Microsoft Office OLE report documents with .doc, .docx, or .xls record expansions.

The contaminated record may be distinguished as Virus:O97M/Ramnit. The tainted record contains a large scale which will endeavor to run when the report is opened. The large scale may drop a duplicate of Win32/Ramnit as %TEMP%\wdexplore.exe and afterward run the duplicate.

Removable and organize drives

Win32/Ramnit makes duplicates of the installer to removable drives with an arbitrary document name. The document may likewise be set in a haphazardly named registry in the \RECYCLER\folder in the foundation of the drive, as in the accompanying case:

<drive:> \RECYCLER\s-5-1-04-5443402830-2472267086-003818317-4634\rdkidfba.exe

It likewise puts an autorun.inf record in the root registry of the focused on drive. Such autorun.inf records advise the working framework to dispatch the malware document consequently when the system drive is gotten to from another PC that backings the Autorun include.

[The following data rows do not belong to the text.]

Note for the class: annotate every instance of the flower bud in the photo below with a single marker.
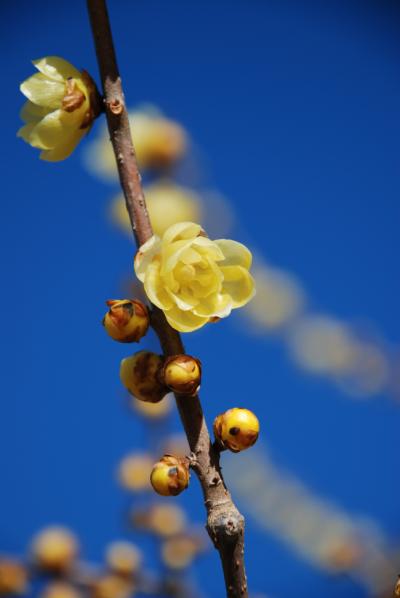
(13, 577)
(182, 374)
(126, 321)
(237, 429)
(55, 549)
(170, 476)
(139, 374)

This is especially basic malware conduct, by and large used to spread malware from PC to PC.

It ought to be noticed that autorun.inf records without anyone else are not really an indication of contamination, as they are utilized by real projects.

The procedure is simple:

  • Just free download antivirus from CyberByte website either for Mac or Windows.
  • Install it using the antivirus installer package.
  • Windows and Mac users will free malware scan their devices. The scan duration depends on how many files the end user has.
  • CyberByte antivirus will show if any files are infected after the scan is finished.

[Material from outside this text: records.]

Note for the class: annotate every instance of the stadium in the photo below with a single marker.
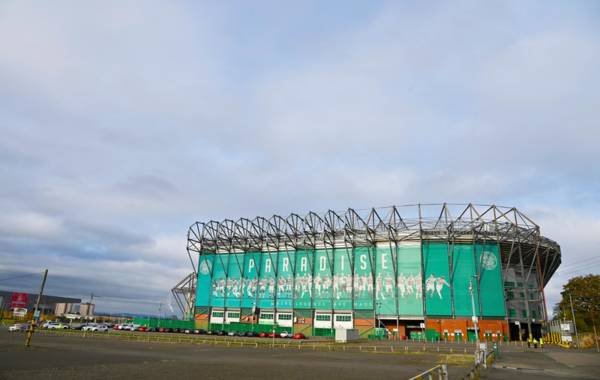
(419, 270)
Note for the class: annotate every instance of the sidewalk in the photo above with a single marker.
(552, 363)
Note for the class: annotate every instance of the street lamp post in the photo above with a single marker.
(475, 321)
(574, 321)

• port 80 – pumpme.ga – GET / (gate used by this campaign)
• port 443 – pumpme.ga – HTTPS traffic
• port 80 – – Rig EK
• port 443 – jr753gey6528iyehd.com – attempted TCP connections caused by Ramnit, but no response from the server
• port 443 – mdgoixkousej.com – encrypted traffic caused by Ramnit
• port 443 – jinrdvvggkqsbafam.com – encrypted traffic caused by Ramnit
• port 80 – – GET /prink.exe (AZORult follow-up malware)
• port 80 – doueven.click – POST /gate.php (AZORult callback)
•DNS query for gtlijnbttxtstnisew.com – response: No such name (SOA a.gtld-servers.net)
•DNS query for hndhysdogmddmlbms.com – response: No such name (SOA a.gtld-servers.net)
•DNS query for jblciykrcfxyymxwgdd.com – response: No such name (SOA a.gtld-servers.net)
•DNS query for okqigyiadj.com – response: No such name (SOA a.gtld-servers.net)
•DNS query for rgaonnkejei.com – response: No such name (SOA a.gtld-servers.net)
•DNS query for scihytydbukstbtwok.com – response: No such name (SOA a.gtld-servers.net)
•DNS query for xegrplmhtvfevx.com – response: No such name (SOA a.gtld-servers.net)
•DNS query for xvlaykoevuesourj.com – response: No such name (SOA a.gtld-servers.net)
•DNS query for yxvcjnrx.com – response: No such name (SOA a.gtld-servers.net)

Our CyberByte Antivirus and Internet Security solution can help you to protect your Mac or PC


Mac users can free download mac antivirus CyberByte.
Windows users can free download windows antivirus CyberByte.
The free antivirus version is available with limited features.


Companies can protect them from hacking by using the best hosting and web hosting service available with the best cybersecurity.